I am trying to process a large data set that has 167373 exercise logs. For context I am combining all coordinate data in each exercise log to create vectors and then calculating cosine similarity to find the most similar ones – which these may indicate common routes for running or biking. I need to write my code in dask/parallel and so far I think my code is breaking when I try to calculate (log,cosine sim value pairs)

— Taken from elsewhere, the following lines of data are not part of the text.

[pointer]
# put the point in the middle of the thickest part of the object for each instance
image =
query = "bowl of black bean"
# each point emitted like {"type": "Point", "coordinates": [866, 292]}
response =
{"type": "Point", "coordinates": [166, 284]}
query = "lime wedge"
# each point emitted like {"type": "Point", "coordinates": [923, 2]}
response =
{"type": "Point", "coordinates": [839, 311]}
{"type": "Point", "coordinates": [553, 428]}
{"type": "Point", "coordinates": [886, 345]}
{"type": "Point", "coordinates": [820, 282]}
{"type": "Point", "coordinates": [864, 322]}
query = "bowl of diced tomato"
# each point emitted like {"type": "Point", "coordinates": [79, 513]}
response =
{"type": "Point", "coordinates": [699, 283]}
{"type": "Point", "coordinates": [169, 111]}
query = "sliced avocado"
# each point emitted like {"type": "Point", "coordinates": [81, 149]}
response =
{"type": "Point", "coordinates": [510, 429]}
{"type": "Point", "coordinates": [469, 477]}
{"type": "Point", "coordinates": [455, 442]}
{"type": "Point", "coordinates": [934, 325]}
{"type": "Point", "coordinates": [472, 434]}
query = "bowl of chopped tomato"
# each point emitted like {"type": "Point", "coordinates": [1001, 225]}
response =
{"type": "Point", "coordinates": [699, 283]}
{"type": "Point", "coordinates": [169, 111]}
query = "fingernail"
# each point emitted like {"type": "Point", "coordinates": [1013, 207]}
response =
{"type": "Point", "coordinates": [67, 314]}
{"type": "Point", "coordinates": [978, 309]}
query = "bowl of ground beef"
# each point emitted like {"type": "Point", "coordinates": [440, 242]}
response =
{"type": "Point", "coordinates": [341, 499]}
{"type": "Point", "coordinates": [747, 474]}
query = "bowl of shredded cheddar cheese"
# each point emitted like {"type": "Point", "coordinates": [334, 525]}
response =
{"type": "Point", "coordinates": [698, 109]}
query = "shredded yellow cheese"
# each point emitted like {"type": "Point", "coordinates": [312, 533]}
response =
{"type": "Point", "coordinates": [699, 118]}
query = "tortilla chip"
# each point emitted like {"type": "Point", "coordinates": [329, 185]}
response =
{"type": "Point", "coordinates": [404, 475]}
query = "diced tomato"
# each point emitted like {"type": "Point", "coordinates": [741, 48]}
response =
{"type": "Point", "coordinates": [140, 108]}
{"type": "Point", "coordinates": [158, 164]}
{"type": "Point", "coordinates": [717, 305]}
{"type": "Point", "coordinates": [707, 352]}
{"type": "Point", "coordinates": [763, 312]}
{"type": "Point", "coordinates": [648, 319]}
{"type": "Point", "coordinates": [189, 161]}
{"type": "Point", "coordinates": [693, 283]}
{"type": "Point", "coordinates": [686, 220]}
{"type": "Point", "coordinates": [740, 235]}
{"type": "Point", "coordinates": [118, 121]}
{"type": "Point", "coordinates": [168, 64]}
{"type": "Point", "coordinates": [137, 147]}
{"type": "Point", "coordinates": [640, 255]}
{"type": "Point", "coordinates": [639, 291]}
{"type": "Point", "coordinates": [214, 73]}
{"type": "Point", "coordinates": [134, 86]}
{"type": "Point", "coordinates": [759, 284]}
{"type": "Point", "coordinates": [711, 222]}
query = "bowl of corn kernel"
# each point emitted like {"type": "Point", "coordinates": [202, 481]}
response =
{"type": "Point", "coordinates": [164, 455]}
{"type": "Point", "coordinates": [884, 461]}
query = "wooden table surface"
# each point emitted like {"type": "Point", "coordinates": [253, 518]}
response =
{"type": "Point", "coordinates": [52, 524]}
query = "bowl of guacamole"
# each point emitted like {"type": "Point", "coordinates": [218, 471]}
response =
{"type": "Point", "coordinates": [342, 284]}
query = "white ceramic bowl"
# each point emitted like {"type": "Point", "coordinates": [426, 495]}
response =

def calculate_pairwise_cosine_similarities(group, threshold=0.95): # defining the function to calculate pairwise cosine similarities and filter those with score that is >= 0.95
sport, records = group
vectors = [record[2] for record in records]
log_ids = [record[1] for record in records]
pairs = [(i, j) for i in range(len(vectors)) for j in range(i + 1, len(vectors))] # creating pairs of indices
similarities = list(filter(lambda x: x[2] > threshold,
map(lambda pair: (log_ids[pair[0]], log_ids[pair[1]], cosine_similarity(vectors[pair[0]], vectors[pair[1]])), pairs)))
return sport, similarities
When I run my code I get this error:
“BrokenProcessPool: A process in the process poo; was terminated abruptly while the future was running or pending.”
Does someone know how I could rewrite my function to be in parallel using ‘Dask’ operations or what this issue means?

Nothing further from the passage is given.